Terdakwa dijatuhi hukuman pidana pokok dan pidana tambahan yaitu: pidana pokok penjara selama 4 (empat) tahun 6 (enam) bulan. Dan denda sebesar Rp 10.000.000,- (sepuluh juta rupiah) dengan ketentuan apabila denda tersebut tidak dibayarkan diganti dengan pidana kurungan selama 3 (tiga) bulan Menetapkan masa penahanan yang telah dijalani oleh Terdakwa dikurangkan seluruhnya dari pidana yang dijatuhkan. Dan pidana tambahan berupa pemecatan dari dinas militer.

Pengadilan menetapkan barang bukti berupa surat-surat yaitu: 1 (satu) lembar fotocopy Kutiban Akta Kelahiran Nomor : 13136/TP/1999 tanggal 24 Desember 1999 A.n ############## dan 4 (empat) lembar Visum Et Repertum

Nomor : 26/VER/PPKPA/VIII/2009 tanggal 5 Agustus 2009 A.n ############## dari RSUD Tugurejo Semarang yang ditanda tangani oleh dr. Ratih Widayati. Barang bukti tersebut tetap diletakkan dalam berkas perkara. Barang bukti berupa barang-barang milik korban dan terdakwa dikembalikan kepada korban dak terdakwa, barang bukti berupa 1 (satu) lembar uang pecahan Rp. 10.000,- (sepuluh ribu rupiah) No. Seri GCN230870 dirampas untuk negara, dan 3 (tiga) buah kaset CD yang berisikan bahasa isyarat atau bahasa gerak Sdri. ############## tetap disimpan sebagai barang bukti.

Dikarenakan terdakwa diyatakan bersalah maka terdakwa dibebani biaya perkara kepada Terdakwa sebesar Rp 5.000,- (Lima Ribu Rupiah).
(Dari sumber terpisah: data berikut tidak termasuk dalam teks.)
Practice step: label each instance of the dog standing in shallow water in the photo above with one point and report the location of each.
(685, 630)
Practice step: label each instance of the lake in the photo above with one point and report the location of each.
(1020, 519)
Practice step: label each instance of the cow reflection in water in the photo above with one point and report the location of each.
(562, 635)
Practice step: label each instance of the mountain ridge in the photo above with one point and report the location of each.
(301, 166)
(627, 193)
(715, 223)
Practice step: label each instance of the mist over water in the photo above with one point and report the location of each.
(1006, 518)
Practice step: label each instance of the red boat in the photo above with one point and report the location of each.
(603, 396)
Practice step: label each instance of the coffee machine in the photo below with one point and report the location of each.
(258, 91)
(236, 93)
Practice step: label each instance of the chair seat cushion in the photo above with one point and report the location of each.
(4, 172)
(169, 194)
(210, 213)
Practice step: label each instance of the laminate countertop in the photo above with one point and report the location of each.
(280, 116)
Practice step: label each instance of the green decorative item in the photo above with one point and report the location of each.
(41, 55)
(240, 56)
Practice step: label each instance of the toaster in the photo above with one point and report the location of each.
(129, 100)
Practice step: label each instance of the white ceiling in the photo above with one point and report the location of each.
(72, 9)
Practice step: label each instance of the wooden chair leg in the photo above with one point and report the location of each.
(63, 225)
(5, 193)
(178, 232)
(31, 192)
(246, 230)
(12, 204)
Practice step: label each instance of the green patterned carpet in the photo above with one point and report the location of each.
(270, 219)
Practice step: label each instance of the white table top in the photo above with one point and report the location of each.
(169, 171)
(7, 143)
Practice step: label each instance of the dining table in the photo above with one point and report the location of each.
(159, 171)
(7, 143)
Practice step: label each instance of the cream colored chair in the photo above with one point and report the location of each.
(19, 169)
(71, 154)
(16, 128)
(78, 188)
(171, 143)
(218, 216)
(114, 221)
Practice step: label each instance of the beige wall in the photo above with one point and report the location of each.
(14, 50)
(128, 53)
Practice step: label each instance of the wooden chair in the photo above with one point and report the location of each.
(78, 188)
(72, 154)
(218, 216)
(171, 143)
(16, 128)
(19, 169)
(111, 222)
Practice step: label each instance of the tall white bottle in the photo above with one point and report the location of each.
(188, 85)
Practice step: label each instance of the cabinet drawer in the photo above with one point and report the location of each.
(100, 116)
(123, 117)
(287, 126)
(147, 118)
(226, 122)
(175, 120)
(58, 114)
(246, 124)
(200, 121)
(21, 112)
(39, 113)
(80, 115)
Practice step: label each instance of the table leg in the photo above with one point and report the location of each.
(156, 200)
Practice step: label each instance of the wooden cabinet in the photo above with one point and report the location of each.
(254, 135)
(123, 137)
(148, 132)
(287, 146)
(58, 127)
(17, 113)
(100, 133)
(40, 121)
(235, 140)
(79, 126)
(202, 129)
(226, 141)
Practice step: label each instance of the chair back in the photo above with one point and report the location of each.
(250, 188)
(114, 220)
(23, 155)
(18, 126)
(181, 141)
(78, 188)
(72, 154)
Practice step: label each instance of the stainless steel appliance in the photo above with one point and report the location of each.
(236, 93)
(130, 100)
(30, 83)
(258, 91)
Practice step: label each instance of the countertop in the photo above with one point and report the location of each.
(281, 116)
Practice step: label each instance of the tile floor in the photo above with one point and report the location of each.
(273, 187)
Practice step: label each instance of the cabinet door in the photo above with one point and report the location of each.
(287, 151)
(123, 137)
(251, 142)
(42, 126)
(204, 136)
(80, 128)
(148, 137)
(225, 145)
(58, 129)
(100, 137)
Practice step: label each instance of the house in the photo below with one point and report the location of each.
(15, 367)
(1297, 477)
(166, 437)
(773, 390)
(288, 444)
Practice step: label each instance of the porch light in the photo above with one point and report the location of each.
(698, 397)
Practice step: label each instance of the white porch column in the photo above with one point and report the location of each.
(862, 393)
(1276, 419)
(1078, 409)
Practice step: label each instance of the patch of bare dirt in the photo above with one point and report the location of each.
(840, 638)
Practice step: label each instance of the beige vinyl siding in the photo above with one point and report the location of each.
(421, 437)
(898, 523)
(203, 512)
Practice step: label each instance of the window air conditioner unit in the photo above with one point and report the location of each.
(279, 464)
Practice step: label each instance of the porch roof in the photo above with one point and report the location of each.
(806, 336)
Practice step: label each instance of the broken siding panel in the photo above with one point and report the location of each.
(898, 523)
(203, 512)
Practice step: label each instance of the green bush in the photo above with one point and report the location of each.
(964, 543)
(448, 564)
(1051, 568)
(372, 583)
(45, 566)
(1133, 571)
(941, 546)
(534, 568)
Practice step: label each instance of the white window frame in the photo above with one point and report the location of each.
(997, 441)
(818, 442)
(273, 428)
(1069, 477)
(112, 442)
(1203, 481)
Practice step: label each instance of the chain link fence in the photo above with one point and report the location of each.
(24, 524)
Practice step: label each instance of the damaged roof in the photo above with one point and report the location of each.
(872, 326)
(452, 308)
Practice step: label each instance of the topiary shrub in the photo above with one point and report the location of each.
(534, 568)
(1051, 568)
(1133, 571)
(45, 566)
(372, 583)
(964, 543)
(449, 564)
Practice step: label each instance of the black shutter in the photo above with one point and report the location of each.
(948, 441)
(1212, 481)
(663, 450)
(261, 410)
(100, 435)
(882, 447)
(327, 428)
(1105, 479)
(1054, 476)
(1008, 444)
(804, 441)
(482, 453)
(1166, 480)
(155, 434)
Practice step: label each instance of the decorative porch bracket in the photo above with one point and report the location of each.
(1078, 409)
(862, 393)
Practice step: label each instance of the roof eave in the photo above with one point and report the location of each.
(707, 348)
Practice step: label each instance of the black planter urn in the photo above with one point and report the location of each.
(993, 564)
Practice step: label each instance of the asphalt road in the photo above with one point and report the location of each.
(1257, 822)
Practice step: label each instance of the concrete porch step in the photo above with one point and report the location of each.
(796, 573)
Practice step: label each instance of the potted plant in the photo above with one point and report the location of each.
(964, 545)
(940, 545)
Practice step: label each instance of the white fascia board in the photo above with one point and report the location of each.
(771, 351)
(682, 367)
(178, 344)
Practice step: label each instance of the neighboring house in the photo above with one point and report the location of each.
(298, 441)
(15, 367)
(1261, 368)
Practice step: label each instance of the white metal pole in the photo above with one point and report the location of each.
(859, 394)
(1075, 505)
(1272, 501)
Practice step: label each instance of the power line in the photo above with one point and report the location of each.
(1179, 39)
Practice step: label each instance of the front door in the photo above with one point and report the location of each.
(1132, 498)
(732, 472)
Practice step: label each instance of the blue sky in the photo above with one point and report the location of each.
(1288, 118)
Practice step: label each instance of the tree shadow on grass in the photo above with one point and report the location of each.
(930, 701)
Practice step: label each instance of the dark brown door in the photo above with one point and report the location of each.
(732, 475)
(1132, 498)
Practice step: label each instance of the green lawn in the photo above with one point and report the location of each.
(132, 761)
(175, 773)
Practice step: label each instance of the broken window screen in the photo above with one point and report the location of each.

Dan memerintahkan terdakwa untuk ditahan.

Demikian diputuskan pada hari Senin tanggal 22 Maret 2010 dalam musyawarah majelis hakim oleh Mayor Chk Warsono, S.H. NRP 544975 sebagai Hakim Ketua, serta Mayor Chk (K) Detty Suhardatinah, S.H. NRP 561645 dan Kapten Chk Asmawi, S.H. NRP 548012 sebagai Hakim

Anggota dan diucapkan pada hari yang sama oleh Hakim Ketua di dalam sidang yang terbuka untuk umum dengan dihadiri oleh para Hakim Anggota tersebut diatas, Oditur Militer Mayor Chk S. Yusuf Rahardjo, S.H., M.Hum. NRP 555520, Penasehat Hukum Kapten Chk JH. Silaen, S.H. NRP 2910058740668 dan Panitera.